In an echo of a moment that set the tone for the Trump presidency nearly four years ago, White House press secretary Kayleigh McEnany on Saturday vastly overstated the size of a crowd that had formed to support the embattled president.
By a not insignificant 980,000 people.
In a tweet, McEnany gushed that the “Million MAGA March” in Washington to protest Trump’s election loss had more than a million marchers, a wildly off the mark claim that wasn’t even supported with the pictures that accompanied her post.
It wasn’t even physically possible – The National Park Service issued a permit to march organisers for 10,000 people in Freedom Plaza, where participants gathered, DCist reported.
The plaza’s maximum capacity is 13,900.
Trump’s own estimate of the crowd size was initially “hundreds of thousands” and he later revised this to “tens of thousands.”
The claim is reminiscent of previous White House press secretary who – on the first full day in the job – stood in front of the world’s media and brazenly lied about the size of the crowd at Trump’s inauguration in January 2017.
Several other US cities saw gatherings of Trump supporters unwilling to accept Democrat Joe Biden’s Electoral College and popular vote victory, PA Media reports.
Cries of “stop the steal” and “count every vote” continued in spite of a lack of evidence of voter fraud or other problems that could reverse the result.
After night fell, the relatively peaceful demonstrations in Washington turned from tense to violent – egged on by the president himself who urged police to “do your job and don’t hold back” against “ANTIFA SCUM”.
Videos posted on social media showed fistfights, projectiles and clubs as Trump supporters clashed with those demanding they take their banners and leave.
The tensions extended into Sunday morning.

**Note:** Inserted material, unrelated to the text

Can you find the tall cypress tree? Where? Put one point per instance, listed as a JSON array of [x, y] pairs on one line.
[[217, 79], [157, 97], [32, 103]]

A variety of charges, including assault and weapons possession, were filed against those arrested, officials said.
Two police officers were injured and several firearms were recovered.
Trump himself had given an approving nod to the gathering on Saturday morning by dispatching his motorcade through streets lined with supporters before rolling on to his Virginia golf club.
People chanted “USA, USA” and “four more years”, and many carried American flags and signs to show their displeasure with the vote tally and insistence that, as Trump has baselessly asserted, fraud was the reason.
“I just want to keep up his spirits and let him know we support him,” said one loyalist, Anthony Whittaker of Winchester, Virginia.
He was outside the Supreme Court, where a few thousand assembled after a march along Pennsylvania Avenue from Freedom Plaza, near the White House.